Last night, the betting markets were giving the Tories a better than 75% chance of winning a majority in Thursday’s general election. Polls still have them far ahead, and personally, I expect that they’ll do it.
If we are wrong about that, and they don’t form a majority, why might that be? If a hung parliament is coming, what would make people blind to it?
I can see four possibilities, in increasing order of likelihood:
- Something happens between now and the polling stations opening that causes people to change their minds. Something like Gordon Brown’s “bigoted woman” incident.
Not at all likely, because:
- there’s really not much time left, and,
- anyone who could be change their mind following bad behaviour by Johnson already has all the information they need – his awfulness is already priced in.
- Pollsters are repeating their mistakes from the last general election, when they greatly underestimated Corbyn’s support.
Not likely, because each polling company has a stake in being right, and particularly, in being more right than the other polling companies.
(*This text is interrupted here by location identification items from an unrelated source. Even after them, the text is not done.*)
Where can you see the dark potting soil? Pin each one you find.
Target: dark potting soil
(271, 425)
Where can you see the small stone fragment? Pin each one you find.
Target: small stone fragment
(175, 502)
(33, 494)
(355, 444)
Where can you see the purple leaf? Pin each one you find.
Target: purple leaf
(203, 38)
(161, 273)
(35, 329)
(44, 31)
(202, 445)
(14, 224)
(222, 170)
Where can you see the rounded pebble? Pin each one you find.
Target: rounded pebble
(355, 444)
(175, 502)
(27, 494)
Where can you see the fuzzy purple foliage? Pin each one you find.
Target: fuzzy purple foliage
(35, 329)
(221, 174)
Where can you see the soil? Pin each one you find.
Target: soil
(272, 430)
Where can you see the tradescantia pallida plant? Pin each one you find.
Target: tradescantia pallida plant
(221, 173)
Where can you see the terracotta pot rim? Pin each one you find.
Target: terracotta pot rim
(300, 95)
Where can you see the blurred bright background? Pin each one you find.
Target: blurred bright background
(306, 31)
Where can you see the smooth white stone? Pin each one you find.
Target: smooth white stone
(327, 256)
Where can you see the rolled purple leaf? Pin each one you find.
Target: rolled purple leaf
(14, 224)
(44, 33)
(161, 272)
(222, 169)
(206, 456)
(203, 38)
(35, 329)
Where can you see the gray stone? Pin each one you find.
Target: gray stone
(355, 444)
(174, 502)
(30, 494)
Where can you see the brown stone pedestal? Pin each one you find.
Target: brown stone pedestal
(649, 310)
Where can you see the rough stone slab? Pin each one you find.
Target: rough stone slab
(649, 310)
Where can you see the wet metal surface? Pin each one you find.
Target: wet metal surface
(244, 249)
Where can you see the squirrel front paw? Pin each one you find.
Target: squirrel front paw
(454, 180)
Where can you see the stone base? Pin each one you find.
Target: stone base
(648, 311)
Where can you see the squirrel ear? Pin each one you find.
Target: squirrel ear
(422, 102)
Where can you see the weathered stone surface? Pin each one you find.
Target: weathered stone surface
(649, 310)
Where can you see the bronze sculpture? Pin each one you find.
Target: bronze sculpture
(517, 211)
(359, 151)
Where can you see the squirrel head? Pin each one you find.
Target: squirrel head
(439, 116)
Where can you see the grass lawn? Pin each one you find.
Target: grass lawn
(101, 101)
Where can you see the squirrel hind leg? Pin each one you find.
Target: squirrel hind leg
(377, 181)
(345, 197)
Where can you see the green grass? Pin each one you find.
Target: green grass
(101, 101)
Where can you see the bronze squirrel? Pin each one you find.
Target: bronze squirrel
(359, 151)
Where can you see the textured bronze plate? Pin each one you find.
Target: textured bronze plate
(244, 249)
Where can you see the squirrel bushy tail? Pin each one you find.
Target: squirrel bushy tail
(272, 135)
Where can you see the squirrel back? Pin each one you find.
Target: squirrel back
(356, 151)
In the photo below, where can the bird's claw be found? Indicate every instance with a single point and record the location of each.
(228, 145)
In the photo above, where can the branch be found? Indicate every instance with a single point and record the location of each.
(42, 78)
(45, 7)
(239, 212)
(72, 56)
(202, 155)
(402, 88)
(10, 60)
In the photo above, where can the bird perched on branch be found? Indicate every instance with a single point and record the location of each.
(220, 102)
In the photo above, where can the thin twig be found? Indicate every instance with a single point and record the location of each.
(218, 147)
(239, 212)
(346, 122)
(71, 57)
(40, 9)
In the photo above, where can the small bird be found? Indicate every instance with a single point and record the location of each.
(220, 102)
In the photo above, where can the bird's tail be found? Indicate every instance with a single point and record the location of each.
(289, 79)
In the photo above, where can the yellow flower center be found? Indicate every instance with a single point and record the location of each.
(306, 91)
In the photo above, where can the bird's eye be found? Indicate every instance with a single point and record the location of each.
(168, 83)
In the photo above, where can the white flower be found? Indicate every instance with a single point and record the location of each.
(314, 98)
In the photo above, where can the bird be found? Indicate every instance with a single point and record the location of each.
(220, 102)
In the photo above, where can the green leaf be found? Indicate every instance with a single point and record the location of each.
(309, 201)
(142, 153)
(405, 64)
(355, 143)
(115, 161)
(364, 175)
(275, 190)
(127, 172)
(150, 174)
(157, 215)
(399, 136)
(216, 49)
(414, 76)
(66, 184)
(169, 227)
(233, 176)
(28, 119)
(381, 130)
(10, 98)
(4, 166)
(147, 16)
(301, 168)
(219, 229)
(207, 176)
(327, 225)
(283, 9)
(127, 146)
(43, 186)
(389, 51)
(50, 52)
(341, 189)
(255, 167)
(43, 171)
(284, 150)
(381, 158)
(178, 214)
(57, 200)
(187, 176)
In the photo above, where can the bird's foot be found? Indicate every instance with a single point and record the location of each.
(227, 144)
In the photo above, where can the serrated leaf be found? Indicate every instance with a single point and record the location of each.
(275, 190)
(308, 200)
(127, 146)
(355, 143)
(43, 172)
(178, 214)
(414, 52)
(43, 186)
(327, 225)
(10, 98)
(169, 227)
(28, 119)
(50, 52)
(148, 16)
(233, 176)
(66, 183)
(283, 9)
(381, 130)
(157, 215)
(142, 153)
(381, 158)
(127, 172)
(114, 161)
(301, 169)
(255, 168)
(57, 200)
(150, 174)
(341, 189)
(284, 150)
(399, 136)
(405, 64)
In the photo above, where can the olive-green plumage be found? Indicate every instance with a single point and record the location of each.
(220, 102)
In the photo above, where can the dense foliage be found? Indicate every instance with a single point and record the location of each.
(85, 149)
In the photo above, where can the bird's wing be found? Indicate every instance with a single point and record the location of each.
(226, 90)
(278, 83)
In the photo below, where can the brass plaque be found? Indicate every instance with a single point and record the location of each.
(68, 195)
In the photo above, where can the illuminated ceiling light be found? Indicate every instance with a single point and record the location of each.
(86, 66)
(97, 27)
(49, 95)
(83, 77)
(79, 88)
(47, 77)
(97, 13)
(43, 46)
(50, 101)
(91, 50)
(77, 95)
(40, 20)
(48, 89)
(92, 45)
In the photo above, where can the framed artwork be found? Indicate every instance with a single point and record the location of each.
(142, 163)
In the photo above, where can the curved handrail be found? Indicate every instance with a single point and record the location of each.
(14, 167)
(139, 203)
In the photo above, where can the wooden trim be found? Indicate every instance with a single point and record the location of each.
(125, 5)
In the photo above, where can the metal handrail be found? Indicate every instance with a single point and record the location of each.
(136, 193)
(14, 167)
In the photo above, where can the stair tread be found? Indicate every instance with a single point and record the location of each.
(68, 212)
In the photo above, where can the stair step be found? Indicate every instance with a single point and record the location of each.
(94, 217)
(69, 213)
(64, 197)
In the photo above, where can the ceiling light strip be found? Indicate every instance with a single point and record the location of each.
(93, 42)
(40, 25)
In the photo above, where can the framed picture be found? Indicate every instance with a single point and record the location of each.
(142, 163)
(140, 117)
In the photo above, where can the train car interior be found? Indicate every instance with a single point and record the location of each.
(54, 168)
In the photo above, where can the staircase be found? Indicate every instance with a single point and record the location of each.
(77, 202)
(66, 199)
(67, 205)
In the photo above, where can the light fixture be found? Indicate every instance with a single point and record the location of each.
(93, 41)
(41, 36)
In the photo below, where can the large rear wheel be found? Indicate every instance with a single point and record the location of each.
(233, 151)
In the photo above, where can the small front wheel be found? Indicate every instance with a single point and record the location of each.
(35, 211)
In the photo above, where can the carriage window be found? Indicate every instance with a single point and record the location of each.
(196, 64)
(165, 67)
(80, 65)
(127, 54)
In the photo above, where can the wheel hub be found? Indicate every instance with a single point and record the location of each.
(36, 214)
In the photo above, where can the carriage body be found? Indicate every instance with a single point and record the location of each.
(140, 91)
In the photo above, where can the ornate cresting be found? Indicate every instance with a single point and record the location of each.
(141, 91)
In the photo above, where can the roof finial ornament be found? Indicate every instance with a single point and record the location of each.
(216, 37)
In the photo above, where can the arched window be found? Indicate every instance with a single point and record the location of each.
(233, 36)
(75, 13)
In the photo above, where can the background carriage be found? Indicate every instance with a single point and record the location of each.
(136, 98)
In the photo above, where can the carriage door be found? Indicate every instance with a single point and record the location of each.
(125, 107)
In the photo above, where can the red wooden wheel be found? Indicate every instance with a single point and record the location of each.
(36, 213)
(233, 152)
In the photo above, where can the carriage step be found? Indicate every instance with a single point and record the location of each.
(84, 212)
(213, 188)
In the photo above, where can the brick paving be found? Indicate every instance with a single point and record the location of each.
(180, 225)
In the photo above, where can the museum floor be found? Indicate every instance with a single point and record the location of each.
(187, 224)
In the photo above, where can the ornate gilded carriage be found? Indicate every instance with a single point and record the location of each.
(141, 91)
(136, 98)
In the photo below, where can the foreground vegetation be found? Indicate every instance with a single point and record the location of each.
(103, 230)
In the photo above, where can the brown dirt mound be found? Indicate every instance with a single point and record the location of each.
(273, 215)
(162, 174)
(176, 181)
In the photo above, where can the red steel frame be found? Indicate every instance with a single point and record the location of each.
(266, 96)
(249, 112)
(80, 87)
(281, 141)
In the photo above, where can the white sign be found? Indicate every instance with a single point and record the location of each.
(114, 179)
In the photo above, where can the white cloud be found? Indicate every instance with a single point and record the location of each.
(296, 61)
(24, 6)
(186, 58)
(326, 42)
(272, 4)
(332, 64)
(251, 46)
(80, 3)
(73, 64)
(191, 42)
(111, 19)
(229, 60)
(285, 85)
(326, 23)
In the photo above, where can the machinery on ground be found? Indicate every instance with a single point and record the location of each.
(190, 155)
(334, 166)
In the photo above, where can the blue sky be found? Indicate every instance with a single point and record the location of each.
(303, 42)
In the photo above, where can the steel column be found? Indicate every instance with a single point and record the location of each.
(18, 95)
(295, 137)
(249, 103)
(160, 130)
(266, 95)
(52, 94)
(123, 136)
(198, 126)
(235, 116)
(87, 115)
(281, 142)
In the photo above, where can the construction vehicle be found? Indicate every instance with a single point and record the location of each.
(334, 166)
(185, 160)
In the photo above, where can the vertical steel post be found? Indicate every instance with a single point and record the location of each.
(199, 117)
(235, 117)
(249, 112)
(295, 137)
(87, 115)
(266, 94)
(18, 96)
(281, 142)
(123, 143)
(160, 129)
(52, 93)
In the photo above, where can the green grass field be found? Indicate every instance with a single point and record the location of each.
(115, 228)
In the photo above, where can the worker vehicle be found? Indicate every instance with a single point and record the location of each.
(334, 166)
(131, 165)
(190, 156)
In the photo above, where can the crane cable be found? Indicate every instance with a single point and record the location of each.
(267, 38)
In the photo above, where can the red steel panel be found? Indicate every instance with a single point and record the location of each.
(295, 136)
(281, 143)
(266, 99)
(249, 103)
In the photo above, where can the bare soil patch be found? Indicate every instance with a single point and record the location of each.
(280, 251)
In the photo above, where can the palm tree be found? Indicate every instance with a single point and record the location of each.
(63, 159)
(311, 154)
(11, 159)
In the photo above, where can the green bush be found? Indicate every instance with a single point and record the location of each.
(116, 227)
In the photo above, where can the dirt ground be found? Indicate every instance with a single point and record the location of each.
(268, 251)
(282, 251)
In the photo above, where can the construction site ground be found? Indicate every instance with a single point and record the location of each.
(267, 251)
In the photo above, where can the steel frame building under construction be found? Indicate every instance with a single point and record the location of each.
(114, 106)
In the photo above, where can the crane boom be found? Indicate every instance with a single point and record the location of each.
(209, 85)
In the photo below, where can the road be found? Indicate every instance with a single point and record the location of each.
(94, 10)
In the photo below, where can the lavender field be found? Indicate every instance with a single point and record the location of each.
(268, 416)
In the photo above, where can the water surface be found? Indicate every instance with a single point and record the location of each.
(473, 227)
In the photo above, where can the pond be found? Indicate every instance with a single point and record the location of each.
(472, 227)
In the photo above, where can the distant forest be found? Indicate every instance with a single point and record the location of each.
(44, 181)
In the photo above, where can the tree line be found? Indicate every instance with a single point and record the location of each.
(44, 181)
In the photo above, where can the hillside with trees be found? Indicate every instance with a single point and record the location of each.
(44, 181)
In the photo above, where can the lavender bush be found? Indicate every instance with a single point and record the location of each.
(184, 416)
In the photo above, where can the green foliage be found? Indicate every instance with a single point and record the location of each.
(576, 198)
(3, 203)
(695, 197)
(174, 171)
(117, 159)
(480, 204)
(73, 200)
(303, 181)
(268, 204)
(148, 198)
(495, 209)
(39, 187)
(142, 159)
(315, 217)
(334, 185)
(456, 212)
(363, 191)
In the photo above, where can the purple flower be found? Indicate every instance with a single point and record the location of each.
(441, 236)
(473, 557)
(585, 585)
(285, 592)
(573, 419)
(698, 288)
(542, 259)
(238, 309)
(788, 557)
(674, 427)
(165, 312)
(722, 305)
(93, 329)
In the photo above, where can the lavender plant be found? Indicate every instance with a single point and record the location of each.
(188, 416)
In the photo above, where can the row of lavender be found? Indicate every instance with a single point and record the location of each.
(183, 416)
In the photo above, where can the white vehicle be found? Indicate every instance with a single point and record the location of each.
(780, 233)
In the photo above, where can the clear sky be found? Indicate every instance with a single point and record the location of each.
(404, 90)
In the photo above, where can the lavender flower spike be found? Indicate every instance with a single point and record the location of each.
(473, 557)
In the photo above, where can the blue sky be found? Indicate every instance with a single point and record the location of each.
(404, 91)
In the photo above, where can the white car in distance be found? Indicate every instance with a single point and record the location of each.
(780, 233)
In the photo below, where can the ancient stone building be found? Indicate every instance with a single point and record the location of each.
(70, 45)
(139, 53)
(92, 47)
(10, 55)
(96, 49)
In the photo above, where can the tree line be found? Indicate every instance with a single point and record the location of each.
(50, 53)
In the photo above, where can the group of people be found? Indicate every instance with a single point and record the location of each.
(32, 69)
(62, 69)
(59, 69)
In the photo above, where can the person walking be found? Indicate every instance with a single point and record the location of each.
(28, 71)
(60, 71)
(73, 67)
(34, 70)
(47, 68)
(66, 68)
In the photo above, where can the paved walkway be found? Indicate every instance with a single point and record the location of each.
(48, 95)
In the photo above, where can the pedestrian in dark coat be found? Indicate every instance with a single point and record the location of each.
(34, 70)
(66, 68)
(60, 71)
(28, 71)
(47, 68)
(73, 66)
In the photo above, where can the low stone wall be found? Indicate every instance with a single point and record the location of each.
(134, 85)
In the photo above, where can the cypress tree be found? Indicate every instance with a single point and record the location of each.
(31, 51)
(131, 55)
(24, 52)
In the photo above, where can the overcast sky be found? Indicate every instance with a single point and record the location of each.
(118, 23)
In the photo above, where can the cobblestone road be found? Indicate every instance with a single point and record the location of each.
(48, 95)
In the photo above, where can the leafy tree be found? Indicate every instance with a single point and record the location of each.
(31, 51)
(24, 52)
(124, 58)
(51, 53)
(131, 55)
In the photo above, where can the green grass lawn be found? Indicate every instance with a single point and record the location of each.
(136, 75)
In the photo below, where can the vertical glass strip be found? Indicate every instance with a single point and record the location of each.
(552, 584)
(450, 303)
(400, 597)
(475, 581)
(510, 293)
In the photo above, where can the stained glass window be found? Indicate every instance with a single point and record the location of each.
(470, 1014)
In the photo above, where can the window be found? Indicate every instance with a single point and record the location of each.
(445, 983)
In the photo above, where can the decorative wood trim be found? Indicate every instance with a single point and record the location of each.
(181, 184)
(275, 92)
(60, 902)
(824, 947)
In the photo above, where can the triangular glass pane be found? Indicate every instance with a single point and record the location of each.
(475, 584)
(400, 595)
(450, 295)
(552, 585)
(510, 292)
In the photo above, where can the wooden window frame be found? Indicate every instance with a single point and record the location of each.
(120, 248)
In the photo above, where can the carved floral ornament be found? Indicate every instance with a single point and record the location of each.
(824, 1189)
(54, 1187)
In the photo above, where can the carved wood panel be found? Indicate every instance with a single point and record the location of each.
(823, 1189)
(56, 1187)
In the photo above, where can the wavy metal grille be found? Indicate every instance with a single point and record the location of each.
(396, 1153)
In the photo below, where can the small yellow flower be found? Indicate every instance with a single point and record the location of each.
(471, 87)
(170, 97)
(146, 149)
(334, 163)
Maybe there is a conspiracy to make things looks better for the Tories than they really are, but it’s pretty well hidden if so.
- Pollsters can’t model the impact of the newly-registered voters.
Unlikely, because they have a model from the last election. I expect, but don’t know for sure, that they also have some information about where these new voters are registering.
- Although their national predictions are accurate, pollsters can’t measure the impact of tactical voting, or their translation from vote share to seats is inaccurate for some other reason.
Unlikely with a large effect size. Of course there are always errors, and UK politics is in flux, but there aren’t that many marginal seats. There’s plenty of talk about this on Twitter, there’s Unite to Remain, and plenty of tactical voting sites. But while I expect Unite to Remain to have an effect, and maybe a few very close marginals to have different results, I don’t expect the effect size to be large. Most people don’t often change how they vote.
So although I think all of these are possible, I don’t think any of them are likely. I am still hoping for a hung parliament, and if that happens I will try to work out where I went wrong.